You’ve just been named Sexiest Man Alive — again. How do you celebrate?
“We’re having a big party. We’re inviting Danny DeVito,” George Clooney quips, referring to a now notorious recent incident of drunk talk-show guesting he helped enable.
The gals will be pleased to know that during my interview with the People Magazine cover boy, he sure lives up to the hottie superlative. And it’s not just about the 45-year-old’s looks either — though one can’t help but fixate on the perfectly shorn salt-and-pepper locks, the smiley eye crinkles and lithe body still intact from his TV days on “ER,” through his big screen breakouts in “Batman and Robin” and “Perfect Storm,” and on to his first Academy Award win as best supporting actor for last year’s “Syriana.”
No, Clooney’s just cool. Somehow dapper in worn jeans and T-shirt, the Kentucky native promoting his new period piece “The Good German” comes off as quick-witted and charming, modest but still passionate and effective in espousing good causes. He’ll even answer the tough question about his now notorious 10-year-old declaration that he will never marry again or have children, whichthe iconic playboy reaffirmed in the recent People article.
You’re known for being so ethical in your social advocacy work and in your film choices these days, but is a public refusal to commit fair to the women you see? “How’d you get from Darfur to my love life?” Clooney asks, laughing, trying to use humor to deflect the question.

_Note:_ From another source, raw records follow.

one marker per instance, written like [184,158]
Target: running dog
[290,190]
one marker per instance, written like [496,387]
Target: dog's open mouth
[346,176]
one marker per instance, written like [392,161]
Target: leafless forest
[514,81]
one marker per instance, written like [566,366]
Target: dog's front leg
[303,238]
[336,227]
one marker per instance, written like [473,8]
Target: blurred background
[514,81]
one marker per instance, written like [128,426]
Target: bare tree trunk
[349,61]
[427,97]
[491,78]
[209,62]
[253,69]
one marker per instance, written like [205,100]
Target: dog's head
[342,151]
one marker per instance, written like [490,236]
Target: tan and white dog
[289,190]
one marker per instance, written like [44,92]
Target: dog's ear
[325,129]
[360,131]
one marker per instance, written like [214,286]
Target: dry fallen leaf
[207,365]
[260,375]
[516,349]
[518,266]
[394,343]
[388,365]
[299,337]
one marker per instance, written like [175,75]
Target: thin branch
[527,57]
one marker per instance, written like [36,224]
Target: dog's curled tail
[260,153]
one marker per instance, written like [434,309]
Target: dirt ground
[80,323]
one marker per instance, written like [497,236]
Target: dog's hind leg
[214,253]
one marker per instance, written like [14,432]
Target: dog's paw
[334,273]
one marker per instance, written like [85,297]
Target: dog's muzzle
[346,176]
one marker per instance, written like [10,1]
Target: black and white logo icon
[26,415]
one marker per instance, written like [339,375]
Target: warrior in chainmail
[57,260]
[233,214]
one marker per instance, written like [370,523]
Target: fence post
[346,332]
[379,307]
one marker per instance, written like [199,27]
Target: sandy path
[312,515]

I persist. “OK, do I [tick] off the girls I go out with? No. I’m ethical in my relationships,” the serial dater says.
Do they think so?
“I don’t know. You’ll have to ask them.”
His virgin encounter with Oscar earlier this year was less dramatic.
“It sure didn’t suck,” he says with a grin. “There’s an interesting thing that happens. It happens whenever something big happens. There is this great celebration. You call all your friends. Your friends call you. It takes about a day. Then, suddenly, it’s just kind of — eh.” Clooney shrugs.
“And it doesn’t really get you anywhere with the studio. They don’t really care. It’s still just as difficult to get a $7 million film or a $70 million film financed as before.”
Clooney underestimates his credibility as a movie star and as a director-producer-writer. It was in the latter roles that he achieved more Oscar nominations and critical respect for his broadcast journalism drama “Good Night, and Good Luck.” His production company with director Steve Soderbergh has just finished shooting another sequel to the successful “Ocean’s” ensemble crime comedies as he promotes their arty black-and-white post-World War II thriller co-starring Cate Blanchett and Tobey Maguire.
“Frankly, I don’t do projects like ‘The Good German’ because they’re going to be big box-office hits. I do them because I can spend this time in my career pushing to get interesting films made. I want to aim a little higher than the low bar,” Clooney declares.
However, the politically conscious activist downplays how a movie about the Allies invading Berlin a half-century ago might reference the current Iraqi situation. “We didn’t make it as a message movie,” he says. “But it is a film about how to screw up an occupation — or not.”
Currently, though, it’s the issue of the genocide in Darfur that most concerns Clooney.
“Before the end of the year, I’m going to talk to a couple of heads of state about the situation,” he says. “But as a celebrity, I realize my job isn’t to change policy. It’s to bring the cameras and shine a light on what’s going on. There’s a lot of work to do there. A lot more people will get killed before it’s done. I want to keep that in the foreground of my life.”